Artificial Intelligence for Control in Laser-Based Additive Manufacturing: A Systematic Review

Laser-based additive manufacturing (LAM) offers the ability to produce near-net-shape metal parts with unparalleled energy efficiency and flexibility in both geometry and material selection. Despite advantages, these processes are inherently, as they are characterized by multiphysics interactions, multiscale phenomena, and highly dynamic behaviors, making their modeling and optimization particularly challenging. Artificial intelligence (AI) has emerged as a promising tool for enhancing the monitoring and control of additive manufacturing. This paper presents a systematic review of AI applications for real-time control of laser-based manufacturing processes, analyzing 16 relevant articles sourced from Scopus, IEEE Xplore, and Web of Science databases. The primary objective of this work is to contribute to the advancement of autonomous manufacturing systems capable of self-monitoring and self-correction, ensuring optimal part quality, enhanced efficiency, and reduced human intervention.
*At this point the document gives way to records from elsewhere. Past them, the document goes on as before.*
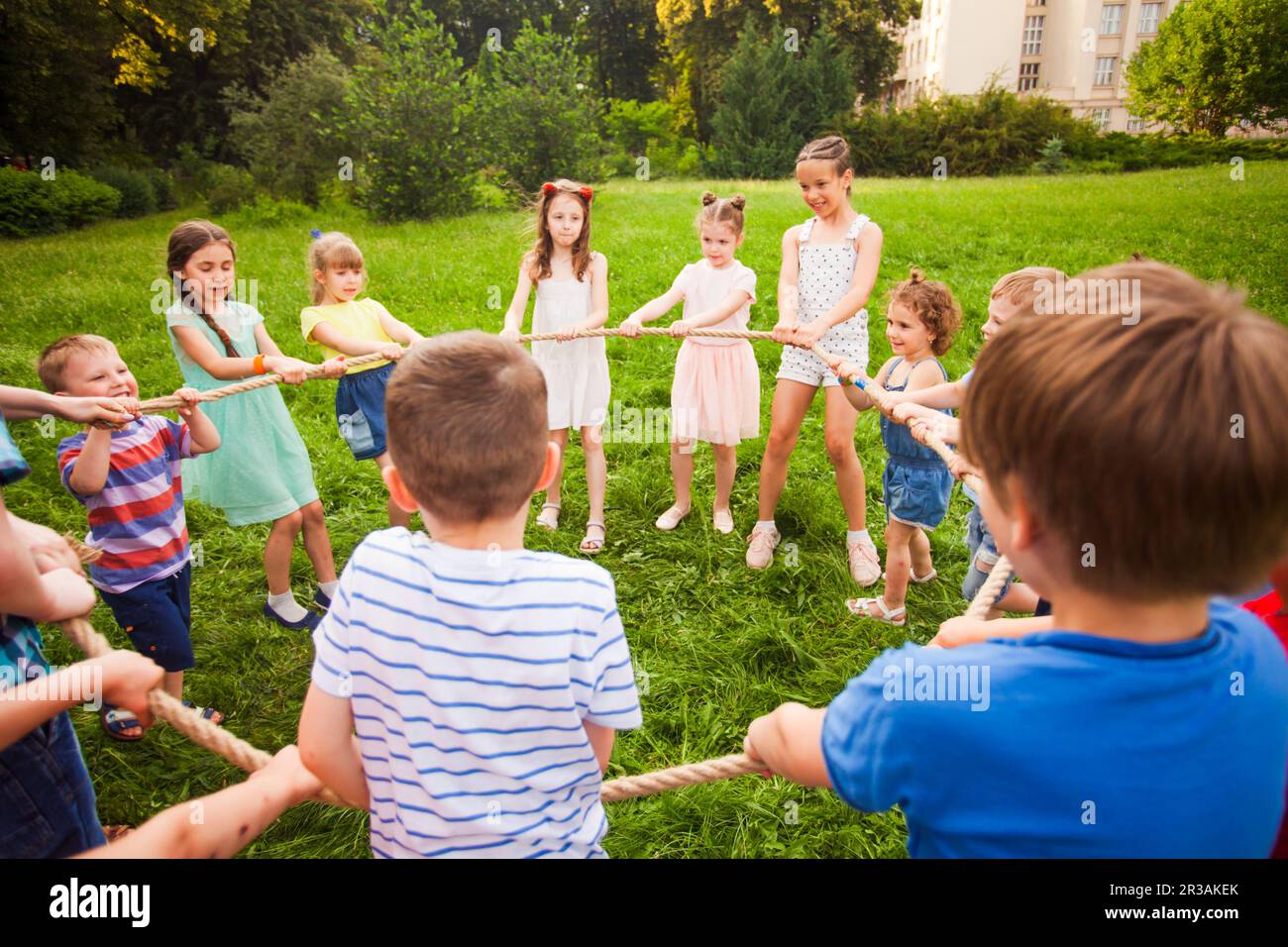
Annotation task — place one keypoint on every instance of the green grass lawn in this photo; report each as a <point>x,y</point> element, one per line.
<point>719,644</point>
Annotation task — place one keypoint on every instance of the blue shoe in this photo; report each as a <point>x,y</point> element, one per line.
<point>309,620</point>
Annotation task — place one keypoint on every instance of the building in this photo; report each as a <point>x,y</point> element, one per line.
<point>1069,51</point>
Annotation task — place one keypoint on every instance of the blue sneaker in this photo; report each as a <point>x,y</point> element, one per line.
<point>309,620</point>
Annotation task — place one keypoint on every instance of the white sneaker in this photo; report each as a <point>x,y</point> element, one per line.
<point>760,553</point>
<point>864,564</point>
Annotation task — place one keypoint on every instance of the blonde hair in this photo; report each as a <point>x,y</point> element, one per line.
<point>829,149</point>
<point>1021,286</point>
<point>52,365</point>
<point>721,210</point>
<point>539,258</point>
<point>468,429</point>
<point>1081,415</point>
<point>333,250</point>
<point>932,303</point>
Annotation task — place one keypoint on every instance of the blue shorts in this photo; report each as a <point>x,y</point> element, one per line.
<point>158,617</point>
<point>47,800</point>
<point>915,493</point>
<point>360,410</point>
<point>983,557</point>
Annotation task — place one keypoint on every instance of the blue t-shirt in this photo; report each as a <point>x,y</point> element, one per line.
<point>1073,746</point>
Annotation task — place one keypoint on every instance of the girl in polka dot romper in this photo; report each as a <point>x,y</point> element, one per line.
<point>829,265</point>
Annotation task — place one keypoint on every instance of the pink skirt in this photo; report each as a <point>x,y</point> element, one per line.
<point>715,395</point>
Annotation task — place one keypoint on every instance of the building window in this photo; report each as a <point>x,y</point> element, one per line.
<point>1149,16</point>
<point>1111,20</point>
<point>1028,75</point>
<point>1033,35</point>
<point>1106,69</point>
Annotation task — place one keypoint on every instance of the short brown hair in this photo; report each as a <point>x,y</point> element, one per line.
<point>932,303</point>
<point>52,365</point>
<point>1024,286</point>
<point>467,415</point>
<point>1160,442</point>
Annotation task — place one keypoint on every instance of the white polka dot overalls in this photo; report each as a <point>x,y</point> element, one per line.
<point>825,273</point>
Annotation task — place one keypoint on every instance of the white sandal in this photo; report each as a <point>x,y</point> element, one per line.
<point>671,518</point>
<point>588,539</point>
<point>919,579</point>
<point>861,607</point>
<point>549,522</point>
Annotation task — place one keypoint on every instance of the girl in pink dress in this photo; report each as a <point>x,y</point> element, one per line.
<point>715,395</point>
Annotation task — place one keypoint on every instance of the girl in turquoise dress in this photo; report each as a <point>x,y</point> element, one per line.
<point>262,474</point>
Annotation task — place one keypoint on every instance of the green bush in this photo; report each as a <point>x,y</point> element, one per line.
<point>408,115</point>
<point>773,101</point>
<point>537,110</point>
<point>138,196</point>
<point>228,188</point>
<point>162,188</point>
<point>290,137</point>
<point>991,133</point>
<point>269,211</point>
<point>30,205</point>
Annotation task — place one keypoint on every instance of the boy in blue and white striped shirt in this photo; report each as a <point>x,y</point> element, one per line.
<point>468,690</point>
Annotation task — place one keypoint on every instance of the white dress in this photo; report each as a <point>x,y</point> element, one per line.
<point>825,274</point>
<point>576,371</point>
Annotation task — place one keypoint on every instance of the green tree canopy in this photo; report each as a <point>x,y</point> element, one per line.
<point>1215,64</point>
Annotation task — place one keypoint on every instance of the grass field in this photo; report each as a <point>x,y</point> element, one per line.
<point>719,644</point>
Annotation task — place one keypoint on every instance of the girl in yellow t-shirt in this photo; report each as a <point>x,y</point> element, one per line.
<point>344,325</point>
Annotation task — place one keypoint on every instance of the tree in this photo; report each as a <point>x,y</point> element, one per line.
<point>291,137</point>
<point>774,98</point>
<point>702,34</point>
<point>410,116</point>
<point>539,110</point>
<point>1215,64</point>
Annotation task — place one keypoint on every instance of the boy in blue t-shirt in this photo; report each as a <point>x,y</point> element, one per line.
<point>1149,722</point>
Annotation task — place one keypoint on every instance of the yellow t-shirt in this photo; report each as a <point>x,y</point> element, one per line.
<point>360,318</point>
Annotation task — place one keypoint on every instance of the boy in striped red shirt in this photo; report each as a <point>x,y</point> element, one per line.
<point>130,483</point>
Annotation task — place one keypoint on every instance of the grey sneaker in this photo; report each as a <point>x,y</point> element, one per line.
<point>864,564</point>
<point>760,553</point>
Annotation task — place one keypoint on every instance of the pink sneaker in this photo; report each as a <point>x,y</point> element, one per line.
<point>760,553</point>
<point>864,565</point>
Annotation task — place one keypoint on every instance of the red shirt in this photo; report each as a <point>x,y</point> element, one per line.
<point>1270,609</point>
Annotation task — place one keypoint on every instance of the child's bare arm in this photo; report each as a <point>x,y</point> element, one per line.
<point>656,308</point>
<point>600,741</point>
<point>518,304</point>
<point>728,307</point>
<point>202,433</point>
<point>89,474</point>
<point>330,749</point>
<point>333,338</point>
<point>790,741</point>
<point>228,821</point>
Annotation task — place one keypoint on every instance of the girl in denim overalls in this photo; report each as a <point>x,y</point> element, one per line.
<point>915,486</point>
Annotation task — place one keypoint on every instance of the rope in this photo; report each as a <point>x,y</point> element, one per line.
<point>249,758</point>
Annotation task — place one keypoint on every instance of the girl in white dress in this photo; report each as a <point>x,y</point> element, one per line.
<point>572,298</point>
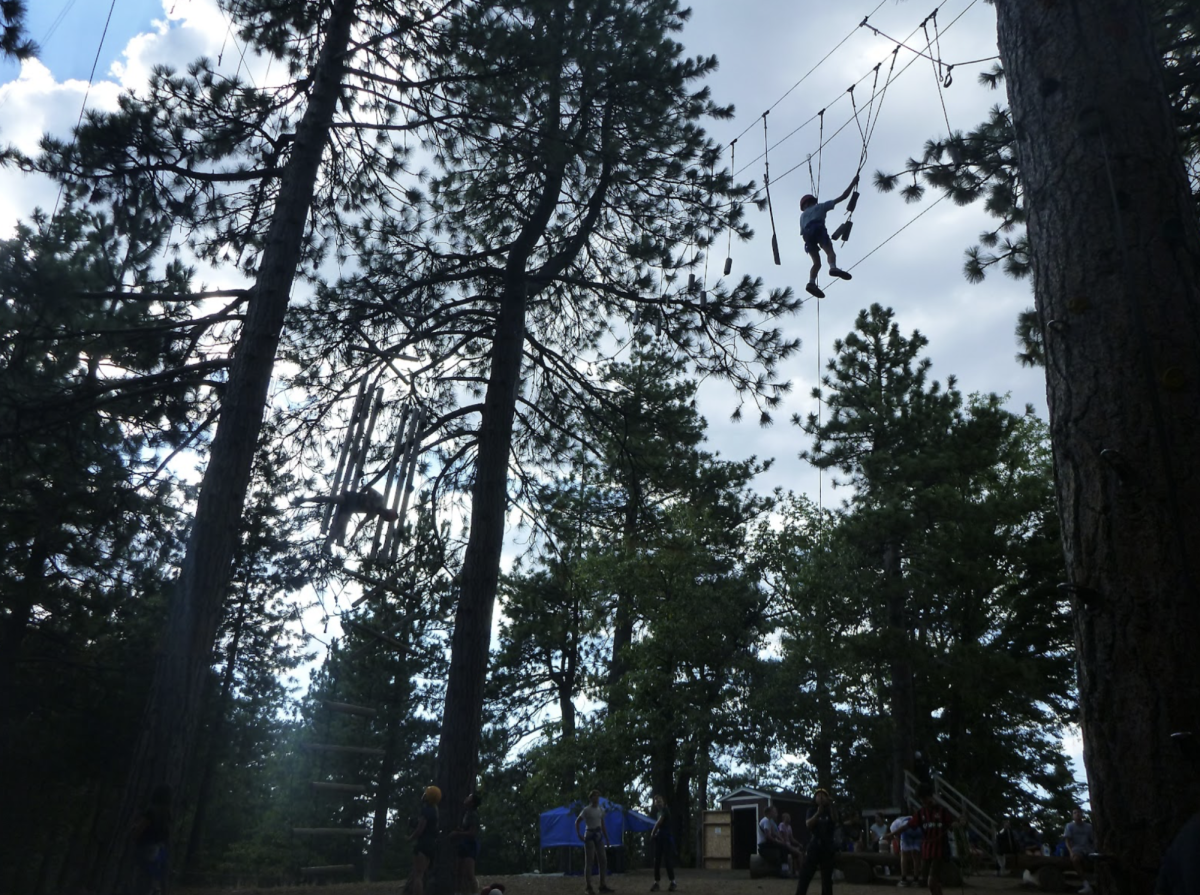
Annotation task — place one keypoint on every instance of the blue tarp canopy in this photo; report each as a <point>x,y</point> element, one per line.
<point>557,826</point>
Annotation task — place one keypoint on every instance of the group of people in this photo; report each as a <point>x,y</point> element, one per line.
<point>465,838</point>
<point>591,828</point>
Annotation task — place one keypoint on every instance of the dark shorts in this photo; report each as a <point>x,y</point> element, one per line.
<point>426,847</point>
<point>468,848</point>
<point>815,236</point>
<point>934,868</point>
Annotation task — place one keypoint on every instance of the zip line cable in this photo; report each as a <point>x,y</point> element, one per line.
<point>820,62</point>
<point>83,106</point>
<point>904,44</point>
<point>58,20</point>
<point>936,66</point>
<point>766,184</point>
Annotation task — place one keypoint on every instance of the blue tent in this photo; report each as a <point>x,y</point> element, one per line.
<point>557,826</point>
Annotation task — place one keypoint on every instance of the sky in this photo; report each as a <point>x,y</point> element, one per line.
<point>789,58</point>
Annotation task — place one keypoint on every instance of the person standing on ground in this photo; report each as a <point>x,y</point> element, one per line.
<point>822,824</point>
<point>1080,841</point>
<point>591,828</point>
<point>910,850</point>
<point>467,836</point>
<point>425,836</point>
<point>771,842</point>
<point>663,841</point>
<point>151,835</point>
<point>793,847</point>
<point>935,824</point>
<point>1007,844</point>
<point>879,830</point>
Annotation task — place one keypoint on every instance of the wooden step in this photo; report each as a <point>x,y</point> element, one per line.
<point>354,788</point>
<point>330,830</point>
<point>330,869</point>
<point>342,750</point>
<point>348,709</point>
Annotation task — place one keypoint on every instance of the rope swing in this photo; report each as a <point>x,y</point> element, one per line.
<point>766,182</point>
<point>729,242</point>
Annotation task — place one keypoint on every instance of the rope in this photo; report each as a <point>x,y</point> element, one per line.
<point>937,68</point>
<point>865,76</point>
<point>804,77</point>
<point>816,184</point>
<point>766,184</point>
<point>820,408</point>
<point>729,241</point>
<point>83,107</point>
<point>905,227</point>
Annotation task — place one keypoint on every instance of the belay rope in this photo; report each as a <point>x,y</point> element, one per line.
<point>729,244</point>
<point>815,182</point>
<point>766,184</point>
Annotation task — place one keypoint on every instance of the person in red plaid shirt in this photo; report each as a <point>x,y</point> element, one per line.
<point>935,826</point>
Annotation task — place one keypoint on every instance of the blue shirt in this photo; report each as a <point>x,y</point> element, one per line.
<point>815,214</point>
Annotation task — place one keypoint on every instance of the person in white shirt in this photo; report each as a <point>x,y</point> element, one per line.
<point>589,827</point>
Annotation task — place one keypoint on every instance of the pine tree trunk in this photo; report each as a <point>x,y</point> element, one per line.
<point>462,715</point>
<point>396,714</point>
<point>479,578</point>
<point>172,716</point>
<point>901,672</point>
<point>221,718</point>
<point>1116,262</point>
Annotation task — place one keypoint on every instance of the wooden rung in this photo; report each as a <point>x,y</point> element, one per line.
<point>347,708</point>
<point>343,750</point>
<point>330,830</point>
<point>322,786</point>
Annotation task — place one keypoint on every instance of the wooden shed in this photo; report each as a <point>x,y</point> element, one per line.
<point>730,834</point>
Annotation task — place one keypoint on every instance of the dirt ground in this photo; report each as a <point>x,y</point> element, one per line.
<point>691,882</point>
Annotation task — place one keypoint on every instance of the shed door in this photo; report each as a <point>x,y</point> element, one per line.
<point>744,835</point>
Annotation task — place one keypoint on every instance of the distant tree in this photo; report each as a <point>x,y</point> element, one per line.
<point>15,42</point>
<point>244,172</point>
<point>568,204</point>
<point>96,395</point>
<point>953,541</point>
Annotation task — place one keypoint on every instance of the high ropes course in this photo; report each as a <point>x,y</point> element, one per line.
<point>922,43</point>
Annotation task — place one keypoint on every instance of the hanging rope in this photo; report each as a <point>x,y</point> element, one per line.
<point>766,184</point>
<point>936,64</point>
<point>729,241</point>
<point>918,54</point>
<point>83,106</point>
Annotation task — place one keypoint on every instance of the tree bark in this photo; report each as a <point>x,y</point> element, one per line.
<point>221,718</point>
<point>903,708</point>
<point>174,707</point>
<point>1116,260</point>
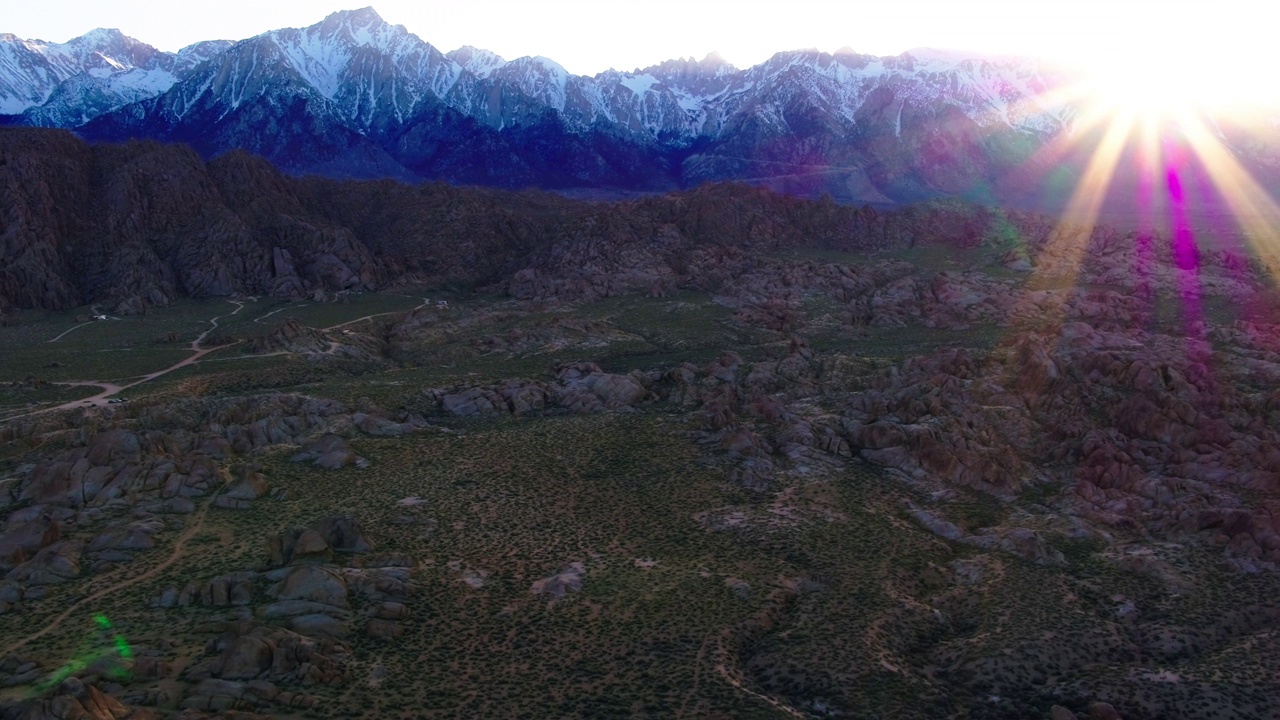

Our findings indicate that 62.5 % of the 16 analyzed studies have deployed AI-driven controllers in real-world scenarios, with over 56 % using AI for control strategies, such as Reinforcement Learning. Furthermore, 62.5 % of the studies employed AI for process modeling or monitoring, which was integral to the development or data pipelines of the controllers. By defining a groundwork for future developments, this review not only highlights current advancements but also hints future innovations that will likely include AI-based controllers.